Temperatures, Overclocking
With its low power consumption at idle and high-but-not-excessive consumption under load, we were relatively sure that with the GT200 Nvidia would maintain the reputation they’ve had since the GeForce 7800 GTX as a maker of relatively quiet high-end cards. We were wrong.
During Windows startup, the GT200 fan was quiet (running at 516 rpm, or 30% of its maximum rate). Then, once a game was started, it suddenly turned into a washing machine, reaching a noise level that was frankly unbearable – especially the GTX 280. The GTX 260 did slightly better, but also became noisy at 1250 rpm (the noise of the air flow, not of the fan itself).

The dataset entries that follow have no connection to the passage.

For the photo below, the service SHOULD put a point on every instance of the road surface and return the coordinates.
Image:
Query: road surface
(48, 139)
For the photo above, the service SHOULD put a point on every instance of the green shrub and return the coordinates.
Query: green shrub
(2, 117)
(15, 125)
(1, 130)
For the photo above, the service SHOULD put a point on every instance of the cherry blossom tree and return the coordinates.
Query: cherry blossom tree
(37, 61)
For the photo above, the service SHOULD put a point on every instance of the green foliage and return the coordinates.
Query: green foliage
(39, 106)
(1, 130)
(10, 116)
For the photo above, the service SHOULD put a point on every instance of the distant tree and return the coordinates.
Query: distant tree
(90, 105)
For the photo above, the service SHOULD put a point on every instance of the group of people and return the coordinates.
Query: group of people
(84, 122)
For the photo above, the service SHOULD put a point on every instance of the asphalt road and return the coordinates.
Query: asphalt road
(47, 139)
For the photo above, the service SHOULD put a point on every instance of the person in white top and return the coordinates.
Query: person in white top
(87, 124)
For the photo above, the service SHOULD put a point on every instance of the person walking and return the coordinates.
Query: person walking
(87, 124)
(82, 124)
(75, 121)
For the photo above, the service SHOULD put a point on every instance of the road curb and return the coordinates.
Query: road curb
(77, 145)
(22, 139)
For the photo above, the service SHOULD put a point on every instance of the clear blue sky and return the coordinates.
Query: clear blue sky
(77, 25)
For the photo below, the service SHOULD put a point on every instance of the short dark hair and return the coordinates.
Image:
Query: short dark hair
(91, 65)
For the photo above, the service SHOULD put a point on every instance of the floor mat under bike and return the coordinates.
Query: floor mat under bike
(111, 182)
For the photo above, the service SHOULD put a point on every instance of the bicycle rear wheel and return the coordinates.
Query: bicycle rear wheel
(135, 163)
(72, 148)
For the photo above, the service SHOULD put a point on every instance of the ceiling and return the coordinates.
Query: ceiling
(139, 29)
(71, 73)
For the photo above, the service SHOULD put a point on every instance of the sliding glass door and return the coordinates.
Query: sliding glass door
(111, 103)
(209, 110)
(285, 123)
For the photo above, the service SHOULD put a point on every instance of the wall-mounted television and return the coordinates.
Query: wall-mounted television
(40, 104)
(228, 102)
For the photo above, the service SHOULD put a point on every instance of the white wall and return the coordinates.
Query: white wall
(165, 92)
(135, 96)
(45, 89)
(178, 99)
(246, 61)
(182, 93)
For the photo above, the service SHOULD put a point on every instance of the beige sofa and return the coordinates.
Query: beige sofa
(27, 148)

We should tell you, however, that our at-idle readings are taken after all our benchmarks have been run, after just a few minutes at idle. The problem is that the GTX 280 never really goes back to its minimum level, and the GTX 260’s fan, while it does better, still runs at 700 rpm – though that’s relatively quiet.
These results at idle are hard to understand given the GT200’s low at-rest power consumption, and must be the fault either of a problem with the BIOS (though it showed up on two different cards) or the drivers, which leaves hope for some progress. If not, it’ll still possible to slow the fan manually using special software, provided you keep an eye on temperatures (see the next page). Still, the fans are a big disappointment with these cards, especially when you consider that they blow part of the hot air back into the case and so contribute to heating it, which in turn causes the GPU fan to crank up, not to mention the other components.
Finally, we noted that, as in the case of power consumption, the results for the 3870 X2 under load were abnormally good, for the same reason: Test Drive Unlimited is one of the rare games with which only one of the card’s GPUs is really used, which limits heating.
Overclocking
In overclocking tests, we were able to push the GeForce GTX 260 from 576/1242/999 MHz (GPU/ALU/memory) to 648/1397/1184 MHz, or 12% and 18% respectively. That’s good, and let us squeeze out a gain of 16%, or 8.4 frames per second, at 2560*1600 with Test Drive Unlimited – only 6% slower than the GTX 280!
Except that obviously we overclocked it too – from 602/1296/1107 MHz to 655/1410/1290 with very good stability, for gains of 9% and 16%. Test Drive Unlimited again benefited from the boost with a 13% increase in frame rate – which is quite good even next to the 16% we got with the 9800 GTX. Overall, those results are very coherent, especially for overclocking, which is not an exact science.